Feeling Blue

Tuesday
To have a cat
dying
in the basement, perched
on the green towel we cover the treadmill with
because she has a habit of
throwing up on the black track
preferring
as we do
not to run on it,
while I am am up here
in the clouds
my head, that is,
up in the clouds like a
four-year-old, daydreaming
whatever unpredictable plans
the future has in
store. No,
not like a four-year-old
rather, a writer
I am a writer
whose head is
up in the
clouds, thinking
of—
trying to reflect, reject
the death
happening
beneath
her.
Conceiving ways
for my character to kill another
human without
getting caught.
A writer, who imagines she
can hear her cat
jogging.

Wednesday
She is no longer eating so I buy
Beechnut baby food—beef with broth
Chicken. I boil a bony thigh.
I tell the man at the seafood counter that I am trying to keep my cat alive
“Even the farm-raised salmon is $16.99 a pound? Wow, that’s expensive.”
“It is,” he admits with the surety of a man who knows what things should cost.

but then
He slides a hefty fillet off the ice as if rescuing it from danger
And severs a fractional slice of pink flesh
swirls of fat and bone,
and places it atop a piece of butcher paper, white—is it still called butcher paper,
I wonder,
if one is weighing cold-blooded muscle?
Yes, I really do wonder about this for less time than it takes me to
breathe in one breath,
—air, not water
before he hands me the package, wrapped, and light, and now magically costing
$12.99 a pound.
A deal for a
dying cat.

Wednesday Night
I eat the chicken on top of a salad.
The dear salmon is, regrettably, forsaken.
A few licks of Beechnut calms my worry, but only for so long.

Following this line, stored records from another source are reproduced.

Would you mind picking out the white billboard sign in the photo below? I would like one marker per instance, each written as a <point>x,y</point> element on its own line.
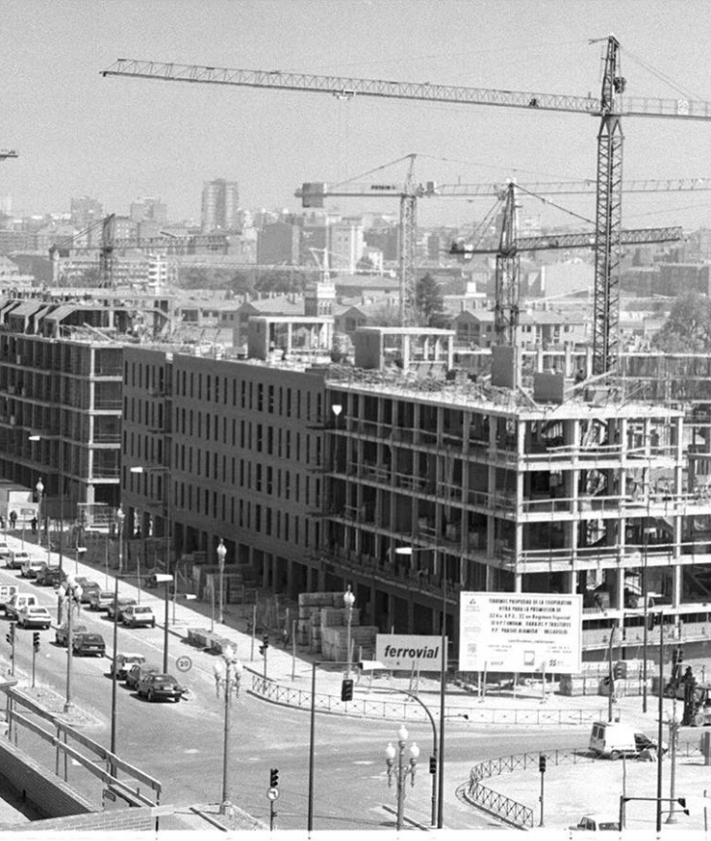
<point>405,651</point>
<point>520,632</point>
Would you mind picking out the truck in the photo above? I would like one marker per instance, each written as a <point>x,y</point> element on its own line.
<point>19,500</point>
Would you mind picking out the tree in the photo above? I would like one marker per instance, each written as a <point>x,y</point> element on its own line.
<point>688,327</point>
<point>429,301</point>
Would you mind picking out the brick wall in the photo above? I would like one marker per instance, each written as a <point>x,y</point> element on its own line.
<point>50,795</point>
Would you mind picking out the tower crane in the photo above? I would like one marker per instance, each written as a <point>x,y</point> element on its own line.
<point>507,282</point>
<point>312,194</point>
<point>609,107</point>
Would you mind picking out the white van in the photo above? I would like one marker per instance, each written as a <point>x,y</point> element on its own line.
<point>612,740</point>
<point>17,602</point>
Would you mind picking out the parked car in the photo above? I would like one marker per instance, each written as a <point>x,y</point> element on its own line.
<point>124,663</point>
<point>16,559</point>
<point>589,823</point>
<point>88,644</point>
<point>100,599</point>
<point>17,602</point>
<point>7,591</point>
<point>31,567</point>
<point>61,635</point>
<point>34,617</point>
<point>157,686</point>
<point>50,576</point>
<point>138,614</point>
<point>123,603</point>
<point>138,671</point>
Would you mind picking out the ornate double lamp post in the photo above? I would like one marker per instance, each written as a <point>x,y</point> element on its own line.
<point>221,552</point>
<point>70,593</point>
<point>348,601</point>
<point>228,675</point>
<point>401,768</point>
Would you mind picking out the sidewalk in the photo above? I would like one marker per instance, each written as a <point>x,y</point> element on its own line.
<point>572,790</point>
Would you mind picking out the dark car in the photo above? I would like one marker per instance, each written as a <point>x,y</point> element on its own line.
<point>123,602</point>
<point>158,686</point>
<point>139,671</point>
<point>644,742</point>
<point>124,662</point>
<point>50,576</point>
<point>87,588</point>
<point>62,632</point>
<point>88,644</point>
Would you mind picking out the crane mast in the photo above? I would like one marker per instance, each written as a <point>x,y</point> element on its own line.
<point>609,107</point>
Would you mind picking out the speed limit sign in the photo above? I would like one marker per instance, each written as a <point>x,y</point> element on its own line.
<point>183,664</point>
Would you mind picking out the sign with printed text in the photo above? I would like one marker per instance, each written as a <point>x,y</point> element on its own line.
<point>405,651</point>
<point>520,632</point>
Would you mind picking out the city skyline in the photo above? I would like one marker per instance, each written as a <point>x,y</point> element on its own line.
<point>118,139</point>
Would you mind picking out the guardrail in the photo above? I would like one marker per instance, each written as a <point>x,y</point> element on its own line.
<point>506,808</point>
<point>408,710</point>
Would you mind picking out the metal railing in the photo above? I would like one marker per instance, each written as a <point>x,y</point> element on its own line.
<point>408,710</point>
<point>506,808</point>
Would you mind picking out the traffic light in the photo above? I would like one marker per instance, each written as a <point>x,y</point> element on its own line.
<point>347,689</point>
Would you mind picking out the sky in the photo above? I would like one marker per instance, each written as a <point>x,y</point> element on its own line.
<point>120,139</point>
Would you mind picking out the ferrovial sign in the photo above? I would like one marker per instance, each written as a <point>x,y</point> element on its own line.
<point>520,632</point>
<point>405,651</point>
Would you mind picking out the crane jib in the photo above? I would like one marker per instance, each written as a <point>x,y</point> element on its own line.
<point>348,87</point>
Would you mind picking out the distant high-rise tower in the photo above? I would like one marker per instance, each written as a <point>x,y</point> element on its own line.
<point>220,204</point>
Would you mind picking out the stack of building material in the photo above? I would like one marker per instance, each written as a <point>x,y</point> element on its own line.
<point>308,626</point>
<point>334,643</point>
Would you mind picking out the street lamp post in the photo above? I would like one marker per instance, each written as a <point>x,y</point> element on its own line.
<point>402,770</point>
<point>228,675</point>
<point>349,601</point>
<point>221,555</point>
<point>409,550</point>
<point>120,518</point>
<point>70,592</point>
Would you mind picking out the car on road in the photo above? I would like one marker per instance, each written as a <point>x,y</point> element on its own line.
<point>139,671</point>
<point>16,559</point>
<point>159,686</point>
<point>34,617</point>
<point>123,603</point>
<point>589,823</point>
<point>124,662</point>
<point>17,602</point>
<point>88,586</point>
<point>88,644</point>
<point>138,614</point>
<point>61,635</point>
<point>31,567</point>
<point>100,599</point>
<point>643,742</point>
<point>50,576</point>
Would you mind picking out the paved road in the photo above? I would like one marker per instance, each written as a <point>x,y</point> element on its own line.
<point>181,744</point>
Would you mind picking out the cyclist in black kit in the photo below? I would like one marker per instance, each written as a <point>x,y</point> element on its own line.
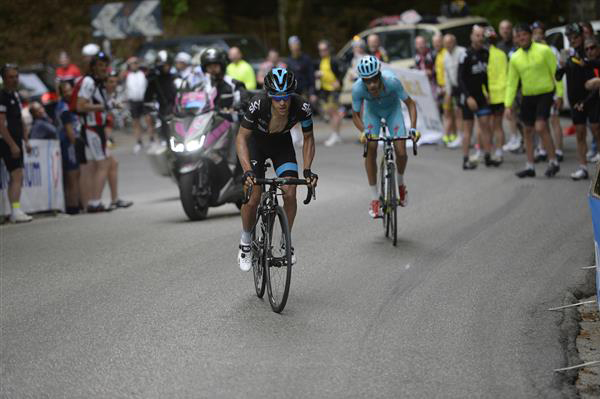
<point>472,79</point>
<point>265,134</point>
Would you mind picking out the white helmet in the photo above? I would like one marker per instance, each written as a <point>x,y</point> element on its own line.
<point>183,57</point>
<point>90,49</point>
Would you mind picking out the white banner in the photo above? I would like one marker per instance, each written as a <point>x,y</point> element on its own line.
<point>42,179</point>
<point>417,86</point>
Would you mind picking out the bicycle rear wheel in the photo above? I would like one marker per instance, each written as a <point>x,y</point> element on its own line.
<point>393,203</point>
<point>258,255</point>
<point>278,259</point>
<point>382,197</point>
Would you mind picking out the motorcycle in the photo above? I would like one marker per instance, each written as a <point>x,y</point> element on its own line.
<point>200,153</point>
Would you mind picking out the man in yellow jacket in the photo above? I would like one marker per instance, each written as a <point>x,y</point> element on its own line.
<point>534,65</point>
<point>240,70</point>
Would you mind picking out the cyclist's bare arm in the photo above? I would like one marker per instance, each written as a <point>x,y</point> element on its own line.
<point>412,112</point>
<point>357,120</point>
<point>241,147</point>
<point>308,149</point>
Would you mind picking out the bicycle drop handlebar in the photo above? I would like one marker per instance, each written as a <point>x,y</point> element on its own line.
<point>283,181</point>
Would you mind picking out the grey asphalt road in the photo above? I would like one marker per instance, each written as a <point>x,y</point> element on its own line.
<point>141,303</point>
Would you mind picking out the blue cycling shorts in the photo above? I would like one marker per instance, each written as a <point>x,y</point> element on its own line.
<point>393,118</point>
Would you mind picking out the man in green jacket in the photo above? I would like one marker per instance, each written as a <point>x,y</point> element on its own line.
<point>534,65</point>
<point>240,70</point>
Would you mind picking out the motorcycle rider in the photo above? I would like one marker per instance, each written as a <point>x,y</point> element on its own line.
<point>161,89</point>
<point>230,93</point>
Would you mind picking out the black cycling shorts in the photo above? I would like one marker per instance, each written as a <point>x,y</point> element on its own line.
<point>590,113</point>
<point>536,108</point>
<point>483,108</point>
<point>5,154</point>
<point>276,147</point>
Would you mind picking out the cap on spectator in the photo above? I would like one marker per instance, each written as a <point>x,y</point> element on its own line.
<point>523,28</point>
<point>90,49</point>
<point>183,57</point>
<point>293,40</point>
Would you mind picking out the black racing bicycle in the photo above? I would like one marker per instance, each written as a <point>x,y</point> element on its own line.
<point>271,241</point>
<point>388,190</point>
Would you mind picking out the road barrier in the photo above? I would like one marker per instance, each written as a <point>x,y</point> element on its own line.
<point>42,179</point>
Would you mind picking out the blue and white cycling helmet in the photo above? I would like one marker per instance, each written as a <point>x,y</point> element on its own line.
<point>280,82</point>
<point>368,66</point>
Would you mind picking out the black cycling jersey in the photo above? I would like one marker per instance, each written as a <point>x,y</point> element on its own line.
<point>472,73</point>
<point>578,71</point>
<point>258,114</point>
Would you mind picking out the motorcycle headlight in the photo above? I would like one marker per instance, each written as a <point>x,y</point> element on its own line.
<point>176,147</point>
<point>195,145</point>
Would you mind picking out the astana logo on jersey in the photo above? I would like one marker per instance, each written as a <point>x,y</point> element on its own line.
<point>306,108</point>
<point>254,106</point>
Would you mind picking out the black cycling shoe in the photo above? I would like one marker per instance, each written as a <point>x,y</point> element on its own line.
<point>540,158</point>
<point>468,165</point>
<point>525,173</point>
<point>552,170</point>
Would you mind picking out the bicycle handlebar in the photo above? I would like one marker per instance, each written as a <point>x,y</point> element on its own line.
<point>283,181</point>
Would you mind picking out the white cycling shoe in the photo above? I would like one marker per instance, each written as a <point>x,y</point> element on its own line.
<point>245,258</point>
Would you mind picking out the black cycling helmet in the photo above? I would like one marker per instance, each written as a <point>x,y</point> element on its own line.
<point>573,29</point>
<point>100,56</point>
<point>280,82</point>
<point>213,55</point>
<point>164,57</point>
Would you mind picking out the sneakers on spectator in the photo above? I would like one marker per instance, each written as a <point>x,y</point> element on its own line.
<point>456,143</point>
<point>402,195</point>
<point>552,170</point>
<point>18,216</point>
<point>374,209</point>
<point>245,258</point>
<point>580,174</point>
<point>120,204</point>
<point>333,140</point>
<point>527,172</point>
<point>595,158</point>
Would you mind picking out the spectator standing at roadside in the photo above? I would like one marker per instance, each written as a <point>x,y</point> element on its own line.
<point>272,61</point>
<point>93,106</point>
<point>302,67</point>
<point>376,49</point>
<point>14,138</point>
<point>425,62</point>
<point>69,131</point>
<point>584,109</point>
<point>330,77</point>
<point>497,75</point>
<point>42,127</point>
<point>66,71</point>
<point>240,70</point>
<point>538,32</point>
<point>113,171</point>
<point>135,88</point>
<point>534,65</point>
<point>452,101</point>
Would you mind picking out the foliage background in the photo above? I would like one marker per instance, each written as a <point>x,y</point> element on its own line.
<point>34,31</point>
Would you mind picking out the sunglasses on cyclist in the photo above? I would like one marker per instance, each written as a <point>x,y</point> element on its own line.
<point>280,98</point>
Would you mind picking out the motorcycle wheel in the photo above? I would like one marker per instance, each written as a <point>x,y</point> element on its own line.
<point>188,199</point>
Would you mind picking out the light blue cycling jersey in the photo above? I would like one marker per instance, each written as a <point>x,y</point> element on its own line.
<point>387,105</point>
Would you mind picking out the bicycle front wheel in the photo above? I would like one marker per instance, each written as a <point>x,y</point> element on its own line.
<point>278,259</point>
<point>258,261</point>
<point>393,201</point>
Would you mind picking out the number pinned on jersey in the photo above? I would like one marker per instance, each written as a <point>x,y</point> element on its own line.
<point>306,108</point>
<point>254,106</point>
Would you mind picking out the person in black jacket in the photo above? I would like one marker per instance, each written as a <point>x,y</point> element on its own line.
<point>161,89</point>
<point>472,79</point>
<point>585,107</point>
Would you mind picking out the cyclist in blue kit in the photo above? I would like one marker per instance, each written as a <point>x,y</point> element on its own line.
<point>381,93</point>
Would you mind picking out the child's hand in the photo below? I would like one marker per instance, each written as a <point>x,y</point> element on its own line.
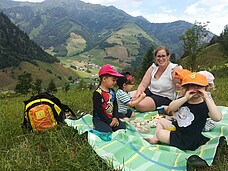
<point>114,122</point>
<point>190,93</point>
<point>142,95</point>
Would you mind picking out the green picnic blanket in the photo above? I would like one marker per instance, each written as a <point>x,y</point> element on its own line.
<point>127,150</point>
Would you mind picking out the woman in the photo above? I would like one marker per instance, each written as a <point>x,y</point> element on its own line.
<point>157,82</point>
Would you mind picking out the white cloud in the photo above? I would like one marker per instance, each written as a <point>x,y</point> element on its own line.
<point>160,18</point>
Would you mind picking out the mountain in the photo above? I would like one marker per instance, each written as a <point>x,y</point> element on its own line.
<point>96,33</point>
<point>14,42</point>
<point>19,54</point>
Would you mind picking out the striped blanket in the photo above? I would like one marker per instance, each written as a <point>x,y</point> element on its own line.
<point>127,150</point>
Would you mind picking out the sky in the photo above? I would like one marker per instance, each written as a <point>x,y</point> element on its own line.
<point>212,12</point>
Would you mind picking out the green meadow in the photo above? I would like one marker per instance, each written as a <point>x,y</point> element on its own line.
<point>62,148</point>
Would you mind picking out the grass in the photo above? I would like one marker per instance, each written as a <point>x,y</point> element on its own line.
<point>62,148</point>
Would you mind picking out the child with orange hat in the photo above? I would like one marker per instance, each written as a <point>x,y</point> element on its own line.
<point>191,112</point>
<point>105,110</point>
<point>178,76</point>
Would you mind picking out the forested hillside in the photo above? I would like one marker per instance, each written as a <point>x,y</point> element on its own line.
<point>15,46</point>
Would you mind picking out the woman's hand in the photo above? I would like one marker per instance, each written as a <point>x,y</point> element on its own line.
<point>114,122</point>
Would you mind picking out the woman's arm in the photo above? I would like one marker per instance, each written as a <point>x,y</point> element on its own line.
<point>214,112</point>
<point>137,101</point>
<point>145,82</point>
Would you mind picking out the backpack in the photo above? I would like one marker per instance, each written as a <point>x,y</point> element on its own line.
<point>45,111</point>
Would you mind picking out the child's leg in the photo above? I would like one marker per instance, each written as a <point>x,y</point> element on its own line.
<point>126,119</point>
<point>133,114</point>
<point>120,126</point>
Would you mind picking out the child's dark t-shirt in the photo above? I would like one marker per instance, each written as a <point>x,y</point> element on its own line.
<point>188,134</point>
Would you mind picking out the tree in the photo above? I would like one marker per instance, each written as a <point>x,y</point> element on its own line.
<point>24,83</point>
<point>194,40</point>
<point>52,87</point>
<point>37,86</point>
<point>148,59</point>
<point>66,86</point>
<point>223,39</point>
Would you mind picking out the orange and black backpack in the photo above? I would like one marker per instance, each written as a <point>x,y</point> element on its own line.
<point>45,111</point>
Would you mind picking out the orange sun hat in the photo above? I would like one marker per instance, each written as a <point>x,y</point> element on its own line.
<point>179,74</point>
<point>195,78</point>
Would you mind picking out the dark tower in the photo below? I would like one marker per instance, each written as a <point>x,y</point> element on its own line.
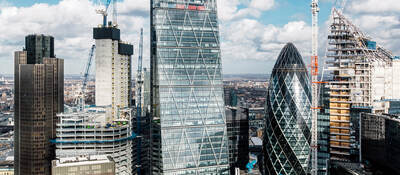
<point>39,96</point>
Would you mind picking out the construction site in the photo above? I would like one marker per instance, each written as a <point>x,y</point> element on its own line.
<point>364,75</point>
<point>95,132</point>
<point>105,128</point>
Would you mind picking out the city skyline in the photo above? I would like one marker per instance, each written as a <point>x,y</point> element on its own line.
<point>271,24</point>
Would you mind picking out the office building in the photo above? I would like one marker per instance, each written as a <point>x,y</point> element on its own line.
<point>105,128</point>
<point>188,125</point>
<point>113,69</point>
<point>39,96</point>
<point>95,131</point>
<point>363,73</point>
<point>380,139</point>
<point>93,165</point>
<point>288,119</point>
<point>237,121</point>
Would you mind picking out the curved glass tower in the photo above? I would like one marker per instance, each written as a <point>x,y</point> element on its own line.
<point>188,116</point>
<point>288,122</point>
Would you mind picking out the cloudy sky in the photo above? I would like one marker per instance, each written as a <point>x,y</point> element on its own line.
<point>252,31</point>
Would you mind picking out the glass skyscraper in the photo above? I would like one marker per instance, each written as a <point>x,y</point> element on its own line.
<point>288,122</point>
<point>188,121</point>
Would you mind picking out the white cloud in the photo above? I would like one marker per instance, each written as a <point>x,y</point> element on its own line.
<point>71,23</point>
<point>375,6</point>
<point>262,4</point>
<point>228,9</point>
<point>250,39</point>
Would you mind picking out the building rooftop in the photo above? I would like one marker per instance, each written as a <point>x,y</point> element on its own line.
<point>256,141</point>
<point>82,160</point>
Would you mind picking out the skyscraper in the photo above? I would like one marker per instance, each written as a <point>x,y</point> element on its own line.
<point>363,73</point>
<point>113,69</point>
<point>188,125</point>
<point>39,95</point>
<point>237,119</point>
<point>288,122</point>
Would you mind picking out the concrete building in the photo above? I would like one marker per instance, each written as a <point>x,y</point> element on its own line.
<point>189,134</point>
<point>94,132</point>
<point>39,84</point>
<point>113,69</point>
<point>237,121</point>
<point>93,165</point>
<point>6,167</point>
<point>364,73</point>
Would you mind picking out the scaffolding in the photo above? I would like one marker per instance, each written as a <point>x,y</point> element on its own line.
<point>354,60</point>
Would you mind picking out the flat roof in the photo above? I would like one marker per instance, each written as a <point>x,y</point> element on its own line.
<point>81,160</point>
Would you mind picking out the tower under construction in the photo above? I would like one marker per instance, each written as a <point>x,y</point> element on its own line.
<point>363,74</point>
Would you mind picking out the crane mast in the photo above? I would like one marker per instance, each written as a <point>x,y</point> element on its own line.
<point>104,12</point>
<point>314,84</point>
<point>139,84</point>
<point>85,78</point>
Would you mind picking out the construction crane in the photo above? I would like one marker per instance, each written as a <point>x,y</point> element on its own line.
<point>85,78</point>
<point>139,83</point>
<point>314,87</point>
<point>104,12</point>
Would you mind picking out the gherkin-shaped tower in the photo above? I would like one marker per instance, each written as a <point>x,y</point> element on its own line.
<point>288,122</point>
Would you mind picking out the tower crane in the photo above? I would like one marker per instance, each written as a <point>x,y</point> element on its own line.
<point>85,78</point>
<point>104,12</point>
<point>314,87</point>
<point>139,84</point>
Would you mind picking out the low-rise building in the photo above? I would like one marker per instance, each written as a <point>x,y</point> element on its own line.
<point>93,165</point>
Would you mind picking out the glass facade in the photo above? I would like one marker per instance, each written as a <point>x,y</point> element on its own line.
<point>189,133</point>
<point>288,120</point>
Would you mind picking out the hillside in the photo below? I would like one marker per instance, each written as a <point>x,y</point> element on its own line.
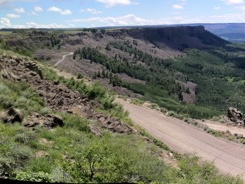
<point>57,129</point>
<point>184,69</point>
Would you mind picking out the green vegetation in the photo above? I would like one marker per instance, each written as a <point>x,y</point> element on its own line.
<point>73,154</point>
<point>218,72</point>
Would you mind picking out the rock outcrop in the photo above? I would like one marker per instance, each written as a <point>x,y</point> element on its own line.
<point>55,95</point>
<point>235,116</point>
<point>48,121</point>
<point>11,115</point>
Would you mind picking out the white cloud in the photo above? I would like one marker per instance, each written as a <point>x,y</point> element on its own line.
<point>126,20</point>
<point>38,9</point>
<point>33,13</point>
<point>177,6</point>
<point>19,10</point>
<point>241,8</point>
<point>92,11</point>
<point>217,8</point>
<point>5,22</point>
<point>110,3</point>
<point>66,12</point>
<point>233,1</point>
<point>13,16</point>
<point>6,2</point>
<point>62,12</point>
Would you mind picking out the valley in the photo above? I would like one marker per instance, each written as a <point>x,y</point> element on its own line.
<point>65,84</point>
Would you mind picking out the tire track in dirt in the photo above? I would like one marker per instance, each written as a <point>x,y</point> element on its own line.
<point>227,156</point>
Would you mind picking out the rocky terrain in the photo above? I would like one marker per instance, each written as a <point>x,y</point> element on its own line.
<point>56,128</point>
<point>55,95</point>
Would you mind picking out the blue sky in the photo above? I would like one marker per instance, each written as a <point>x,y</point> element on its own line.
<point>95,13</point>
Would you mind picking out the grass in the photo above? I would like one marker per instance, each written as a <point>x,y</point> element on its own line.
<point>75,155</point>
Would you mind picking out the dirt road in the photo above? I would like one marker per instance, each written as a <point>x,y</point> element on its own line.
<point>63,58</point>
<point>228,157</point>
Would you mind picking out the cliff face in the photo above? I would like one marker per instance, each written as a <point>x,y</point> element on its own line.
<point>175,37</point>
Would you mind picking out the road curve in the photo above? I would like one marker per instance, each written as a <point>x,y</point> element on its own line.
<point>63,58</point>
<point>227,156</point>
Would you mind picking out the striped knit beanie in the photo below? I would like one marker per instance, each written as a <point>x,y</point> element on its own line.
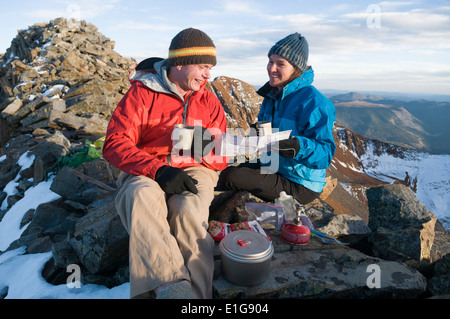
<point>293,48</point>
<point>192,46</point>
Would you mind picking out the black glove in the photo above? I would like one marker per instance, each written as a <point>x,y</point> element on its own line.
<point>287,148</point>
<point>202,142</point>
<point>173,180</point>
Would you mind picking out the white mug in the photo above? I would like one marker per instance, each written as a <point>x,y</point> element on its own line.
<point>264,128</point>
<point>182,137</point>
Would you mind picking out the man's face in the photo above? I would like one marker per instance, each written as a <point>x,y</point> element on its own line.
<point>191,77</point>
<point>279,70</point>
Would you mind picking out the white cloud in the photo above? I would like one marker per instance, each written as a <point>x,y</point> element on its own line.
<point>81,10</point>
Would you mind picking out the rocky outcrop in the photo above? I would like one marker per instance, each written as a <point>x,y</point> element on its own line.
<point>61,75</point>
<point>239,99</point>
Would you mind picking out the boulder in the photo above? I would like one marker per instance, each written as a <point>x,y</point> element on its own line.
<point>402,227</point>
<point>73,185</point>
<point>100,240</point>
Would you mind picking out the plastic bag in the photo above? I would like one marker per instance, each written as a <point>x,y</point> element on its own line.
<point>288,204</point>
<point>218,230</point>
<point>267,215</point>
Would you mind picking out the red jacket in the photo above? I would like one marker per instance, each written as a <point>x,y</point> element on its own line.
<point>138,140</point>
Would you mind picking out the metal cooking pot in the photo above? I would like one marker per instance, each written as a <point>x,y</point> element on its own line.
<point>246,257</point>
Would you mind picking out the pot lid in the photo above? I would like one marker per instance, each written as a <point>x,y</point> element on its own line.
<point>246,245</point>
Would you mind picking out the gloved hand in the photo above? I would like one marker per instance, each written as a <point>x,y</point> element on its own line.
<point>202,142</point>
<point>174,180</point>
<point>287,148</point>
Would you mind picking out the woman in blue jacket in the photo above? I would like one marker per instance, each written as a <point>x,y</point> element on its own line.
<point>297,165</point>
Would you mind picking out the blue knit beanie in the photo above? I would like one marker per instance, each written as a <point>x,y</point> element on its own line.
<point>293,48</point>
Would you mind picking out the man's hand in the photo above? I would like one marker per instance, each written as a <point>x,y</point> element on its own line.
<point>173,180</point>
<point>202,142</point>
<point>287,148</point>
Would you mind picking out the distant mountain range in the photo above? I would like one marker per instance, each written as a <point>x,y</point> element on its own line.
<point>418,124</point>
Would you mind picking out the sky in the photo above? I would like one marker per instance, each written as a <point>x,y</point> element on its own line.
<point>391,46</point>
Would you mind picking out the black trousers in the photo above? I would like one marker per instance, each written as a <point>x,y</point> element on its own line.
<point>248,177</point>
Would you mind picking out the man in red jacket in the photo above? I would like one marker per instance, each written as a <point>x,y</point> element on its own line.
<point>164,196</point>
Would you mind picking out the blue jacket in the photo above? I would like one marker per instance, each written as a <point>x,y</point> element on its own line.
<point>300,107</point>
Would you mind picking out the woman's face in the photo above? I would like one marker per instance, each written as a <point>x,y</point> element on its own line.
<point>279,70</point>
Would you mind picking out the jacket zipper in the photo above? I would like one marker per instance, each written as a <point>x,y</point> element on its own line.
<point>185,107</point>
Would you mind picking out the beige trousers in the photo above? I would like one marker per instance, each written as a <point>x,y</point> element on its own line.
<point>168,234</point>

I am beside her, reminiscing. She is struggling to listen,
to stay present, I can tell, but still I talk.
“Bluestar,” I say, “you have had a great life.
The animal rescue
found you strutting down Amsterdam Avenue
in a snowstorm. All your whiskers
had been cut
and you were pregnant!
They called you Sophie.
As if you, Warrior leader of the ThunderClan,
could have ever been a Sophie.”
She nods, as if remembering that hard time
in the city twelve years gone.
Not really, but I continue on as if we are two old friends
One of us in a hospital bed,
connected to machinery, but knowing
time is short.
The other, in a chair, worrying hands
wanting to remake the bed because
the sheets are tangled
and no one should die without smooth sheets.

Or a life that did not include:

-tuna water
-the white fluffy ball (when you lost it we all mourned)
-sunshine on your belly
-Loy
-licking sour cream from a fingertip
-boxes,
no matter the size

Thursday
I lay her atop a blue rug atop a metal table
Like a piece of salmon
She purrs as the doctor—she’s pregnant and for this I am gladdened—pushes
A needle into her fur while, inches away, the faces on the phone
My family, her family, the child and the man
Who happen to be in the city
Her birth city
Watch and cry and we three cry together
Me here
They there
Bluestar beneath my hand, her chest rising slowly slowly
Falling slowly slowly
The purrs diminish
And then
I remove my hand, still warm
and open the door.

Photo credit: Jenny Brown

20 thoughts on “Feeling Blue

  1. I’m so sorry for your loss. You captured so poignantly the desperation that one feels when their pet is dying. I could relate so well to the buying and preparation of special food. It’s like we have to keep ourselves busy during that awful period while they transition from this world so we don’t drown in grief. Rest well Bluestar.